Obama announced his intention to meet doctors and public health workers on their way to West Africa and others returning from battling Ebola as a way to underscore “how our policies can support the incredible heroism that they are showing.”

The president appeared to embrace the U.S. Army’s order to quarantine personnel returning from Africa, even though those personnel did not provide Ebola patient care, and despite the clash with CDC guidelines.

Secretary of Defense Chuck Hagel is weighing a recommendation from the Joint Chiefs of Staff for “a regimented program of 21 days of controlled, supervised monitoring for all troops returning from Ebola response efforts in West Africa,” Pentagon spokesman Rear Adm. John Kirby said Tuesday. Hagel backs the Army’s quarantine decision, which was announced Monday.

Obama has committed up to 4,000 U.S. troops to West Africa to erect 17 field hospitals and coordinate responses in the region. The president endorsed separate Pentagon Ebola standards, even if troops returning to the United States provided no direct patient care and had no contact with Ebola-infected body fluids.

“The military is in a different situation, obviously, because they are, first of all, not treating patients. Second of all, they are not there voluntarily,” he told reporters.  “We don’t expect to have similar rules for our military as we do for our civilians.”

Obama said he’d have a better explanation Wednesday. “I’ll have more about -- more to say about this tomorrow.”

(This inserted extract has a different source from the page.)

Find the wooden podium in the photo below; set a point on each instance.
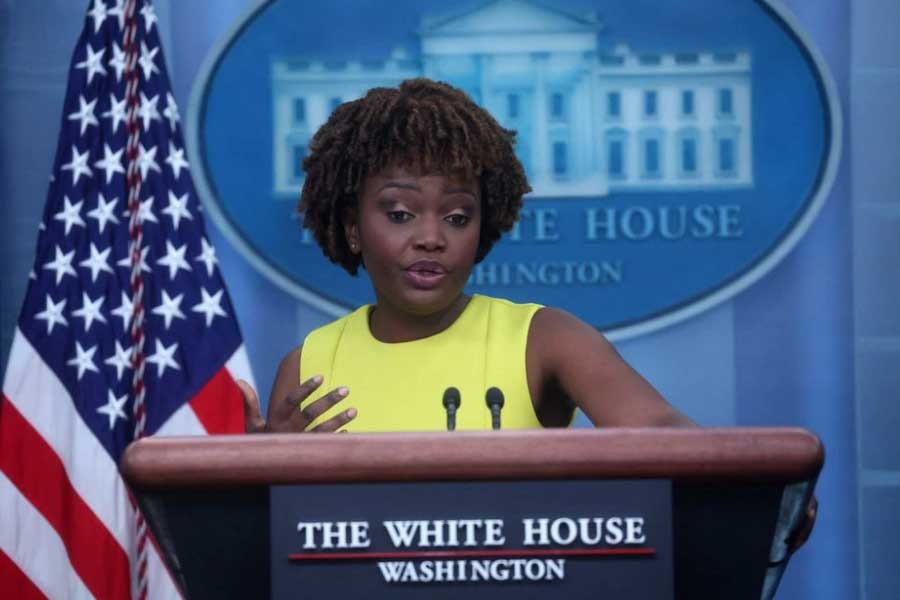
(737, 493)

The CDC says quarantining or impeding the free movement of returning health workers who have a low or negligible risk of Ebola exposure and no symptoms of illness is not advised because it is unnecessary, burdensome and could discourage caregivers from volunteering in West Africa, where their skills are in desperate need.

Health care workers and humanitarian volunteers have warned they would face hurdles with leave time and compensation from their jobs if they had to account for three weeks of mandatory hospital isolation when they return to the United States after serving in Africa.

Amended CDC guidelines say health monitoring should be tailored to the individual exposure risks and circumstances of each returning caregiver. Many of those workers, including Hickox, complain that stigmatizing them and substituting political fears for scientific facts hinder the call-to-medical-arms seen as critical in West Africa, thus increasing the chances that the Ebola outbreak spreads on the African continent and globally.

“We don’t want to discourage our health care workers from going to the front lines and dealing with this in an effective way,” Obama said.